Tuesday, 19 March 2013

This is the way of life? (keep your tongue in your cheek)

Some silliness in a cartoon.

It has more than a grain of truth.
(I do not endorse it as a way of life, but I have experienced it in the company of retired Lesbian and Gay friends here in SRQ.)
(I know that it's also true for straight "friendships")

Sunday, 17 March 2013

My brush with the law (or a traffic light camera)

I cannot remember if I was in my late teens and riding a motor scooter, or if I was in my early twenties and driving a car.

I do remember that I was pulled over for speeding somewhere in south Gloucestershire.  The policeman was not convinced by my assertion that I was a bastard son of the Duke of Beaufort, and was on my way to Badminton House to visit the ailing Duchess.  No sir.
So I was hauled before a very strict Beak at Staple Hill Magistrates Court and  found guilty.

At first he sentenced me to be hanged, with time off for good behaviour.

When I pointed out that would be a perfectly wasteful use of rope, he 
sentenced  me to be flogged and then indentured to the Royal Navy for seven years instead.

He relented after his lunch break.  He made me promise that I would never again impersonate a bastard, and issued a small fine.
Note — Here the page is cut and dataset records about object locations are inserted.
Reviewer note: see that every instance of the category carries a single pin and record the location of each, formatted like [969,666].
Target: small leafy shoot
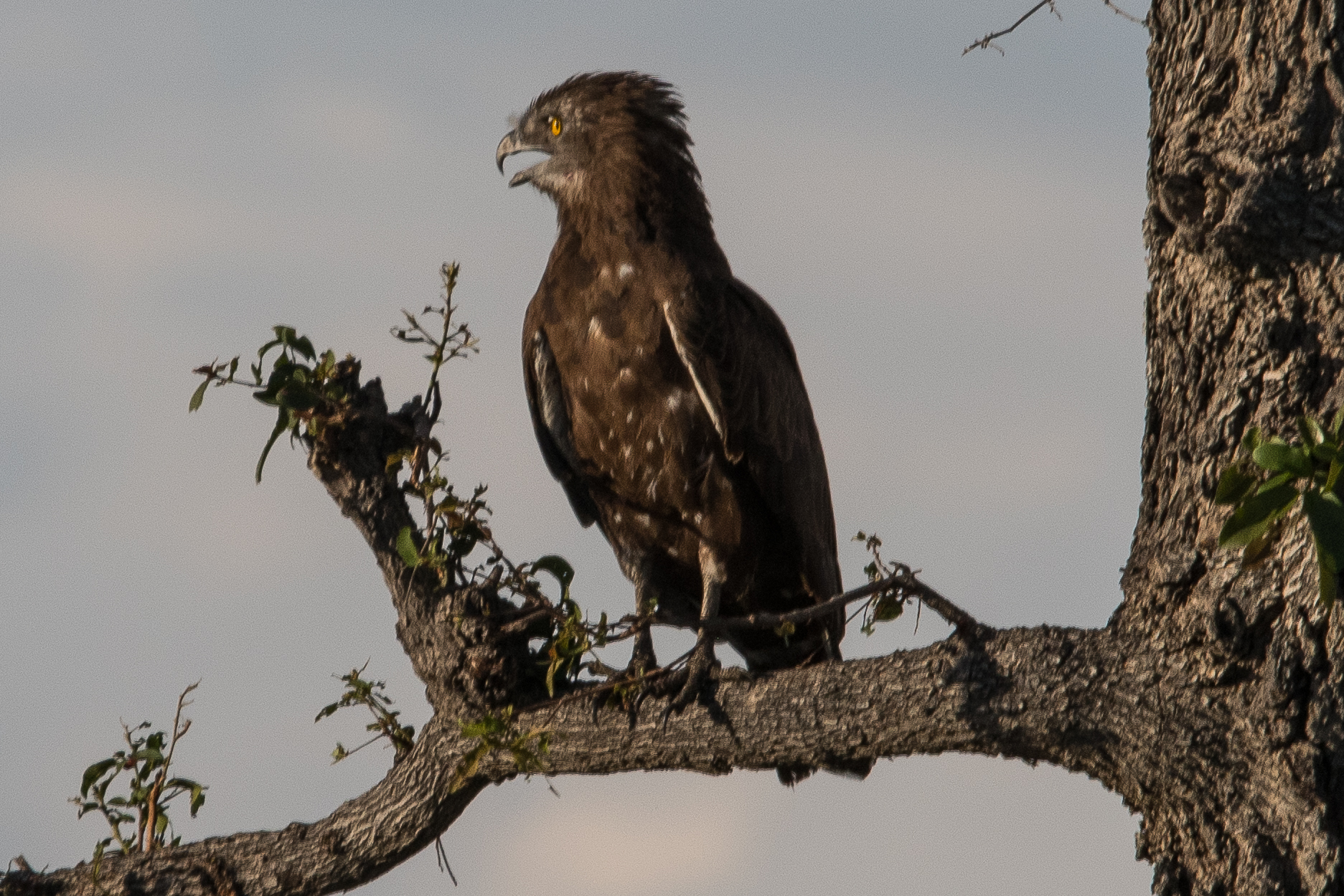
[1268,480]
[147,759]
[499,732]
[360,692]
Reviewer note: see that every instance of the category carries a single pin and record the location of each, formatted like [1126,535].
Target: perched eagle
[666,394]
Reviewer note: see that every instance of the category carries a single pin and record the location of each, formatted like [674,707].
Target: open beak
[511,146]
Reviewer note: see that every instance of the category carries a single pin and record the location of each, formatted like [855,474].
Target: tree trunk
[1244,232]
[1211,702]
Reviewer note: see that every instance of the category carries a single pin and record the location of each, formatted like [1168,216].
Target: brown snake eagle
[666,394]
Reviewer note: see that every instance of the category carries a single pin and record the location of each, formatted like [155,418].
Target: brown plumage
[666,394]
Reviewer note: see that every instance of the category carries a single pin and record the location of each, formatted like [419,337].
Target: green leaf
[281,425]
[560,569]
[1234,485]
[406,547]
[1279,457]
[93,773]
[1274,481]
[198,397]
[1253,519]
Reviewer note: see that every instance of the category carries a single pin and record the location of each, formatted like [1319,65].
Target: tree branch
[988,41]
[1005,696]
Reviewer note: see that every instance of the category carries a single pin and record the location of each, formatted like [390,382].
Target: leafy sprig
[1268,480]
[360,692]
[499,732]
[301,386]
[149,788]
[885,606]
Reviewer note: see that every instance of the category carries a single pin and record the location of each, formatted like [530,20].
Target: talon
[697,676]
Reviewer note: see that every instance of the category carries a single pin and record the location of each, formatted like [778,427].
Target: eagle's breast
[639,426]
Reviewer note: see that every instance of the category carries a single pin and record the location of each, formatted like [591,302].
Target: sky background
[952,241]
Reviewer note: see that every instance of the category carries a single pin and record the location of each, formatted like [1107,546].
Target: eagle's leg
[713,575]
[643,659]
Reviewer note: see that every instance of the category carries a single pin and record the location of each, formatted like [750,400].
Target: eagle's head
[614,140]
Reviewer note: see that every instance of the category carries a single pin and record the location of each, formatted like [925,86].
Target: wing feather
[748,377]
[551,421]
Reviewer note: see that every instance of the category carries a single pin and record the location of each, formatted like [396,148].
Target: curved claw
[697,674]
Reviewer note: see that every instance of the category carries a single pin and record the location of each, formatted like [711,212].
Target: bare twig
[443,859]
[903,580]
[1125,15]
[988,41]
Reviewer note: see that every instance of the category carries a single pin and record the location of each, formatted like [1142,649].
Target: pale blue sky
[953,243]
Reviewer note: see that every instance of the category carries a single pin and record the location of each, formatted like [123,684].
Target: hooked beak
[511,146]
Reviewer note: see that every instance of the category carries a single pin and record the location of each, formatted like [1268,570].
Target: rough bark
[1211,700]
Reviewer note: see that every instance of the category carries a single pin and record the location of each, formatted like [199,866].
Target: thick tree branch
[1005,696]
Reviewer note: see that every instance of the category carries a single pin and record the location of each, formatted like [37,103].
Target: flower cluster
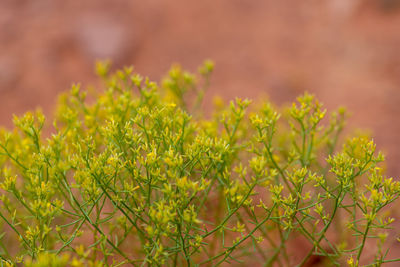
[137,175]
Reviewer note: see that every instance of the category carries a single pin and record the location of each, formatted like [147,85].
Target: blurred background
[347,52]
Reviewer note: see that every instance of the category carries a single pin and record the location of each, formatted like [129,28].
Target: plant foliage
[136,175]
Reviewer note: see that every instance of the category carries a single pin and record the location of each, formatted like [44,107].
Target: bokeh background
[347,52]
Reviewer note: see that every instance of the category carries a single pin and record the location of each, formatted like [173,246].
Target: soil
[344,51]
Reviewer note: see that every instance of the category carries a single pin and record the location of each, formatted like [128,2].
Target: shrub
[136,175]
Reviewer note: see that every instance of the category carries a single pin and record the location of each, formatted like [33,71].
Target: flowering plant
[136,175]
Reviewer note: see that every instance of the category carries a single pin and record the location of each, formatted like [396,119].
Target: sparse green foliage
[136,175]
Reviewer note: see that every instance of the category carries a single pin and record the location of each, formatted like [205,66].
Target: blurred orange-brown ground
[347,52]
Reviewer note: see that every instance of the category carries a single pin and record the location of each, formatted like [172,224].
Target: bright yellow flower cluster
[136,175]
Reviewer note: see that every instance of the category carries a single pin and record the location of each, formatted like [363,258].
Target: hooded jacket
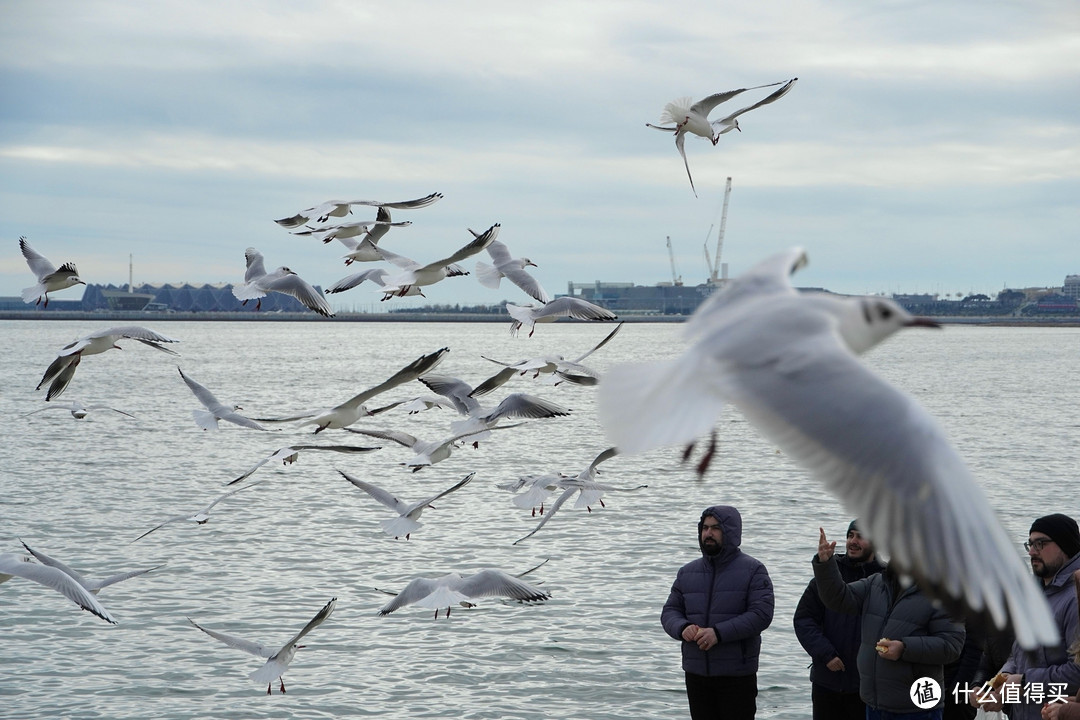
[729,592]
[931,638]
[826,634]
[1051,665]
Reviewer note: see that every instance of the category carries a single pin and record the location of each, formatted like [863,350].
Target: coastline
[140,316]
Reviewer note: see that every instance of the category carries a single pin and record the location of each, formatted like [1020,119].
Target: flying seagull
[693,118]
[528,315]
[353,409]
[323,212]
[413,274]
[788,362]
[408,514]
[215,409]
[258,283]
[200,517]
[50,277]
[93,586]
[77,409]
[289,453]
[62,369]
[439,593]
[16,565]
[278,660]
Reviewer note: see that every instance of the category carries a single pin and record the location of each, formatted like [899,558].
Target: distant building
[1071,287]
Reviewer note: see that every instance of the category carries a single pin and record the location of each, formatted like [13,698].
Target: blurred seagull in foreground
[62,369]
[215,409]
[278,660]
[202,516]
[564,307]
[16,565]
[413,274]
[693,118]
[408,514]
[353,409]
[439,593]
[289,453]
[511,268]
[570,370]
[50,277]
[258,282]
[77,409]
[90,585]
[788,362]
[341,207]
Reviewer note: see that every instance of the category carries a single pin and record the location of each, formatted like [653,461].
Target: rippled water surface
[271,556]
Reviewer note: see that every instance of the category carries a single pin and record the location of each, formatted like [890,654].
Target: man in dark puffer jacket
[718,607]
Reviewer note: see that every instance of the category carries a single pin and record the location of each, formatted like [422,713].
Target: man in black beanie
[1053,547]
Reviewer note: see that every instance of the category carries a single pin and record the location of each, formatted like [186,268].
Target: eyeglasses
[1038,544]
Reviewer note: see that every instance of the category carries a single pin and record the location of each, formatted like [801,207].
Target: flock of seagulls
[787,361]
[471,421]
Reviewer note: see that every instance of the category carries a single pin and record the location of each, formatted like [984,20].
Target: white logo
[926,693]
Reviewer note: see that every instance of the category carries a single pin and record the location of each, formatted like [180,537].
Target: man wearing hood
[718,607]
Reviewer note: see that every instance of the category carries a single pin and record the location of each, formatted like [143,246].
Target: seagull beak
[922,322]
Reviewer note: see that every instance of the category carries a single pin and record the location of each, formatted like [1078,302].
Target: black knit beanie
[1062,529]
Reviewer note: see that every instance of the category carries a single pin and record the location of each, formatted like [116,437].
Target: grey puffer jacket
[729,592]
[931,638]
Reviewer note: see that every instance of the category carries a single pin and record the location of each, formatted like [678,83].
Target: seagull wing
[299,288]
[491,582]
[13,565]
[771,98]
[383,497]
[253,648]
[705,106]
[39,266]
And in all these more than forty years of motoring (no one says “motoring” these days, so I used the word instead of “driving”).  
“Motoring” befits a bastard son of the Duke of Beaufort ......... oh there I go again!  In all those forty years I’ve not gotten a ticket until now.
I thought that I could beat the traffic light.  Penne was in the back seat and I didn’t want to make a sudden stop, lest she fall off the seat.
I thought that I could beat the traffic light, turning left onto North Washington from Fruitville  -  but the all seeing “red light camera” thought differently.  I protest not, ‘cause I think that the cameras at busy intersections are a good deterrent to red light runners.
I was taken aback by the fine.  It was $158 (with no chance of opting for a flogging).  And if I do not make payment by eight days before the due date, the fine goes up to $264.  
(*It  frosts me a bit that the camera shots are processed in Arizona, and the fine is processed [for the City of Sarasota] in Cincinnati.)
By the way, there are no points for this offence, and it cannot be used to set my insurance rate.

Red light 1  Notice that as I was about the turn the red light time was 000.6 seconds
Red Light 2  Notice also that as I entered the intersection the red light time was 2 seconds!
Also note that  I was driving at 8 mph below the posted speed limit.